The American Association of Orthodontists (AAO) has announced a new partnership with the National Eating Disorders Association (NEDA). NEDA, the leading non-profit in the field of eating disorders, supports individuals and families affected by eating disorders and serves as a catalyst for prevention, cures, and access to quality care.
This partnership will provide educational resources for orthodontists to help them recognize eating disorder warning signs and to understand triggering behaviors and language that can cause harm.
“Orthodontists understand their significant role as a healthcare provider,” said Dr. Norman Nagel, AAO president. “The partnership with NEDA will enable them to help their patients. I am confident that each of our members will utilize the NEDA educational materials to help recognize the signs, provide valuable resources to patients and their parents, and improve the care they provide to patients with eating disorders by learning to avoid triggering language and behaviors.”
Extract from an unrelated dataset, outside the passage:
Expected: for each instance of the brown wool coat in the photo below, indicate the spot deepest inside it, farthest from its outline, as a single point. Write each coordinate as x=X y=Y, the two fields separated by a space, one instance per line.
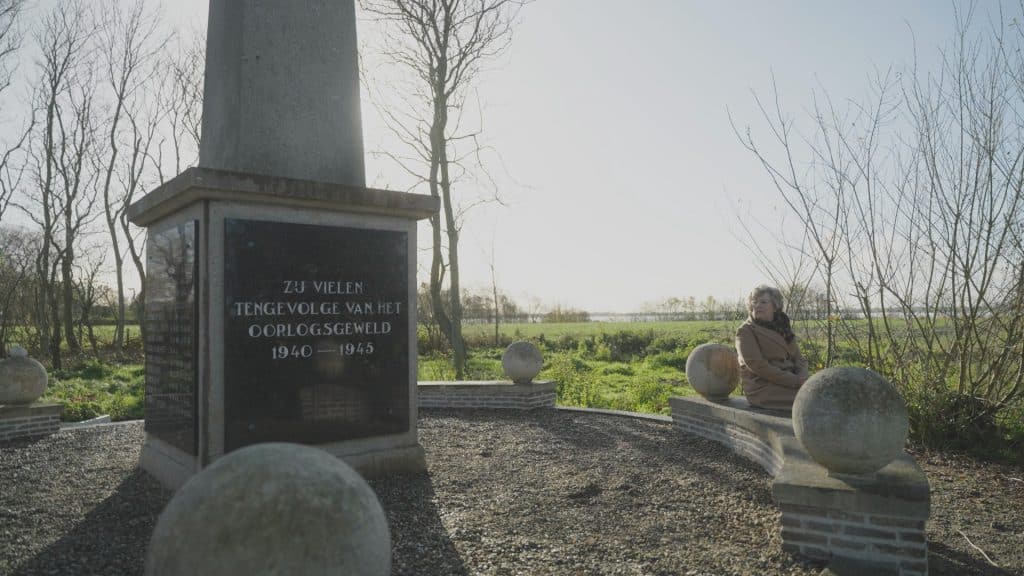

“We are thrilled about our partnership with the AAO. By understanding the etiologies of eating disorders, recognizing the mouth warning signs, and safely intervening, at an early stage, when appropriate, dental professionals can help the millions of Americans with these potentially deadly diseases start down the road to recovery.” Elizabeth Thompson, NEDA’s CEO continued, “We look forward to supporting AAO and its members as you embrace this sensitive and vitally important work.”
Eating disorders are serious, life-threatening physical and mental illnesses that can affect anyone, regardless of age, race, gender identity, sexual orientation, or background. According to a study conducted by Deloitte Access Economics, more than 5% of the population struggles with an eating disorder, and many of these develop in adolescence and early adulthood. Given that more than 65% of orthodontic patients are under the age of 18, orthodontists are in a unique position to identify and support patients with eating disorders.
Warning signs, such as damage to teeth enamel, can signal to the orthodontist that the patient may have an eating disorder. Orthodontists can improve the care they provide by being sensitive to the language they use and restrictions they may prescribe. For example, food restrictions for individuals with braces may cause mental health distress to someone with an eating disorder.
Additionally, the new partnership between the AAO and NEDA demonstrates yet another reason why in-person examination and care is an essential part of orthodontic and dental treatment. When orthodontists examine a patient in-person prior to beginning orthodontic treatment, they are examining primarily for conditions and factors directly related to the treatment—but, the in-person examination also provides an opportunity for detection of numerous other conditions and problems not directly related to the orthodontic treatment, such as signs and symptoms of eating disorders. Information provided by NEDA and distributed by the AAO to AAO members will allow AAO members to add detection of potential eating disorders to the benefits provided by an in-person examination.
Resources will be available for AAO members and their teams this fall.